Notes on the Phillips curve

­The Phillips curve myth

 A story that has often been told, including in some textbooks, and has certainly been widely believed, traces the inflation of the late 1960s and 1970s to policy errors arising from a misunderstanding about the Phillips curve. As it is often put, it was Phillips, in Economica, November 1958 who first brought a negative relationship between inflation and unemployment to economists’ attention. Then, perhaps because of the advocacy of Samuelson and Solow, in the American Economic Review, May 1960, this was treated as offering policymakers a ‘tradeoff’ so that they could choose the combination of inflation and unemployment, offered by the curve, that they preferred. Then, supposedly, Milton Friedman, in the American Economic Review March 1968 innovatively raised the issue of expectations. He said that if the policymaker chose a policy of inflation, wage bargainers would come to understand that, and the tradeoff would shift. Then, the story says, there was a great debate, which Friedman eventually won, and attempts to ‘exploit the Phillips curve’ were abandoned.

The trouble with that story is that – so I argue in Macroeconomics and the Phillips curve myth, Oxford: OUP 2014, – none of it is true. There was nothing new about the idea of a negative relation of inflation and unemployment when Phillips wrote; practically no one thought the curve led to a case for inflation, and certainly no one learned that lesson from Samuelson and Solow. But the expectations argument was widely appreciated long before 1968. The whole story, in other words, is fictitious.
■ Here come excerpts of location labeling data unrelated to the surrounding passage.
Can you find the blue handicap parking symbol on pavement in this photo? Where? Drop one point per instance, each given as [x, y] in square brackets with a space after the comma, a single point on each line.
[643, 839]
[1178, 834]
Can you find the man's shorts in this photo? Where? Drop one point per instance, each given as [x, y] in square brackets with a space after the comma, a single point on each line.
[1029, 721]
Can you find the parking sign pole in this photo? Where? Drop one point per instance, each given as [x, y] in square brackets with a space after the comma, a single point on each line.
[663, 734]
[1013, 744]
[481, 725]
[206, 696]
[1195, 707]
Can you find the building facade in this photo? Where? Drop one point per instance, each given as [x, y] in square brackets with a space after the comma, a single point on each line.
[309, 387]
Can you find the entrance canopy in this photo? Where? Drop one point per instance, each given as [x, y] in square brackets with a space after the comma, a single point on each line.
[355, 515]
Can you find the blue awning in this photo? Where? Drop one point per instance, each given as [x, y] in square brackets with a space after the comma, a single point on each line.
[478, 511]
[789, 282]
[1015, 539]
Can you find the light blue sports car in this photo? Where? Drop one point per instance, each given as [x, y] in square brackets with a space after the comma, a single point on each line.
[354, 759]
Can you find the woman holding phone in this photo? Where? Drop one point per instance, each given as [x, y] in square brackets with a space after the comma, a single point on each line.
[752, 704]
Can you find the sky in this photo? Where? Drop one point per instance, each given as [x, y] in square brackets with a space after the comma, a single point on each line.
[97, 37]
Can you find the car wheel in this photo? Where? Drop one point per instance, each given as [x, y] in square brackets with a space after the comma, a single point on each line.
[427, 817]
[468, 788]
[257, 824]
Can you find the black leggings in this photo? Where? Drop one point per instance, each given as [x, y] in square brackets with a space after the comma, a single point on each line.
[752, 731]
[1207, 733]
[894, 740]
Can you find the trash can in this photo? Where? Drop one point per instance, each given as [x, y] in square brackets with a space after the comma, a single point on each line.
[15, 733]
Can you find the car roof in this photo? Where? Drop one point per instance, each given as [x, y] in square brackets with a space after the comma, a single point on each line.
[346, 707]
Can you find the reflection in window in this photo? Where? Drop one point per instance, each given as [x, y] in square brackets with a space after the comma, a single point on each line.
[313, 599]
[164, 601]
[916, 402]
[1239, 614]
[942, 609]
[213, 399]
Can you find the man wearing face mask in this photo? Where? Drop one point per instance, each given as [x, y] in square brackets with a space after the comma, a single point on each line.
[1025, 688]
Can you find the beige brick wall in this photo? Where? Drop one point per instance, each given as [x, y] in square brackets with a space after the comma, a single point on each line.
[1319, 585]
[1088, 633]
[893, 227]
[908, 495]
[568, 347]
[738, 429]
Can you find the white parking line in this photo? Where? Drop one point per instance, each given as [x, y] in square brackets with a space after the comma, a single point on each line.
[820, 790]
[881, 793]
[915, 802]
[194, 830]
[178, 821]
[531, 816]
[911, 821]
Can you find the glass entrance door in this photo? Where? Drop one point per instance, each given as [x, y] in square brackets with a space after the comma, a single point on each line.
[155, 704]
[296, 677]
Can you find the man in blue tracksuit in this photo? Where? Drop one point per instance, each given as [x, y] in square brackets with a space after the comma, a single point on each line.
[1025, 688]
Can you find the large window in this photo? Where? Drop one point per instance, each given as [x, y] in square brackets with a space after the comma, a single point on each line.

Some people say ‘So what?’ Well, one thing is that plenty of textbook authors seem to have thought the story important enough to be taught to students, even though they do not otherwise think the history of economic thought is important at all. So it should not be hard to see that correcting it is just as important. In any case, it is a pity for economists to be telling themselves that their colleagues of the 1950s and 1960s were quite so dim-witted as to not have thought of a relation between inflation and unemployment, or not to realise that if there were consistent inflation, behaviour would adjust to that. Another point is that the belief that these sorts of things were what debate was about makes it very hard to see what the real issues are and, as it turns out, that is a pity as there are still lessons that could be learned from the ideas of that time. But thirdly, like other bogey-men stories, this one frightens the children. It almost seems that policymakers are trained to fear any hint that the control of inflation is not the absolutely top priority, as if any relaxation would be to commit those terrible mistakes of the past all over again. And certain central banks seem very keen to keep repeating the ‘history’ of policymaking, as if those past errors add to their authority as powerful, important, independent, and anti-inflationary policymakers.